The late Momofuku Ando, founder of Nissin Foods, became a wealthy man because he understood the concepts of convenience and affordability. Born Wu Baifu in southern Taiwan in 1910, Ando — so the legend goes — happened by a black market area near Osaka’s Umeda Station, where he noticed long queues of people waiting to buy bowls of ramen noodles in soup. “In a line,” he later wrote, “you can see the desires of the world.”

Through persistent experimentation in a wooden shack in his back yard, Ando succeeded in developing instant ramen, and parlayed his creation into one of the world’s most popular snack foods. Along with the Honda Cub motorbike and Sony transistor radio, Ando’s instant ramen — a cheap, tasty and quick means of sustenance — is one of the great success stories of postwar Japan.

In this interestingly framed memoir, Raskin intersperses frivolous anecdotes about his own adventures in Japan with 10 monologues addressed to “Dear Momofuku,” in which he pours out his disappointments and dilemmas with the opposite sex, imploring Ando (who was not yet dead at the time of writing) to serve as his personal Miss Lonelyhearts.

The promise of romantic repair is almost dramatic enough to tease the naive into thinking this book might be a modern hipster twist on the genre of works by foreigners who came to Japan in serious search of knowledge and enlightenment (“The Empty Mirror: Experiences in a Japanese Zen Monastery” (1973) by Dutch author Janwillem van der Wetering is one fine example).
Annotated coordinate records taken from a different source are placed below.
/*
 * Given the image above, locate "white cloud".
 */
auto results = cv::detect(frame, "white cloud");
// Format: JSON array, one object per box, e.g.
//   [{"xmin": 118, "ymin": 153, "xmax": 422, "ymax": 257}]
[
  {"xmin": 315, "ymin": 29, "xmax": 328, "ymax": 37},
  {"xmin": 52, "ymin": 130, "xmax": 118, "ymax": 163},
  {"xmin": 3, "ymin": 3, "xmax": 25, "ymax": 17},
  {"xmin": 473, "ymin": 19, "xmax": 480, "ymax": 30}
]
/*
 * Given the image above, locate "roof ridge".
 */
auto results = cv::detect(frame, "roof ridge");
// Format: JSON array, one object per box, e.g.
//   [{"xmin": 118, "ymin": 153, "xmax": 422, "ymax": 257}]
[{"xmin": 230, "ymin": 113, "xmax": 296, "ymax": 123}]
But “Ramen King,” like “Tokyo Woes” by Bruce Jay Friedman (1985) or “Dave Barry Does Japan” (1993), is more like a long-running gag routine conveying the message that Japan is best enjoyed when not taken too seriously.
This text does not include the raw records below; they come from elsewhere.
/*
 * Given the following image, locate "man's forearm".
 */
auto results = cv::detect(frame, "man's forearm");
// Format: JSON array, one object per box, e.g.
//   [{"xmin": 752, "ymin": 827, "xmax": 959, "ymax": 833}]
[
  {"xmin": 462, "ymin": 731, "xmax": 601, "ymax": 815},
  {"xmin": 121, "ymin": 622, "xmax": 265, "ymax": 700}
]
In one of the book’s more opaque observations, Raskin writes, “People often ask me what fascinates me about Japan, and for a long time I never knew how to explain it. Here it is though, in a nutshell: There’s a Gyoza Stadium on the third floor of a video game arcade called Namco City, and a chart on the wall lists the ratios of soy sauce to vinegar found in gyoza dipping sauces in different regions of the country.”

Elsewhere, though, Raskin’s recounting of his comedic adventures become distracting. While browsing for victuals in Ebisu he picks up a buxom divorcee and enjoys a one-night stand, breaking a vow of short-term celibacy.

This is not to say the commentary, even when trivial, fails to amuse. Unable to decide on which bento (boxed lunch) to purchase for consumption aboard the Shinkansen to Osaka, Raskin is mesmerized by the selection of candy sold at the platform kiosk. “There was a strawberry Kit Kat, a green tea Kit Kat, a custard Kit Kat, a mandarin orange Kit Kat, and an Exotic Tokyo Kit Kat (an assortment sold in a package designed by renowned pastry chef Yasumasa Takagi to evoke Tokyo nightlife) . . . Nestle’s Japanese subsidiary was promoting the bars as good-luck charms for college entrance exams, playing up how the candy’s name sounds like ‘Kitto katsu!’ (‘You’ll surely win!’).”

Ando, like many business magnates, was known on occasion to wax philosophical, but Raskin’s use of him as a sounding board for advice about dysfunctional romantic relationships is a rather sophomoric approach, and whether it’s enough to sustain an entire hardcover book depends on whether the reader hungers for a quick nibble or something more substantial. “Ramen King” doesn’t differ greatly from Ando’s celebrated invention: a light snack that is quickly consumed and easily digested.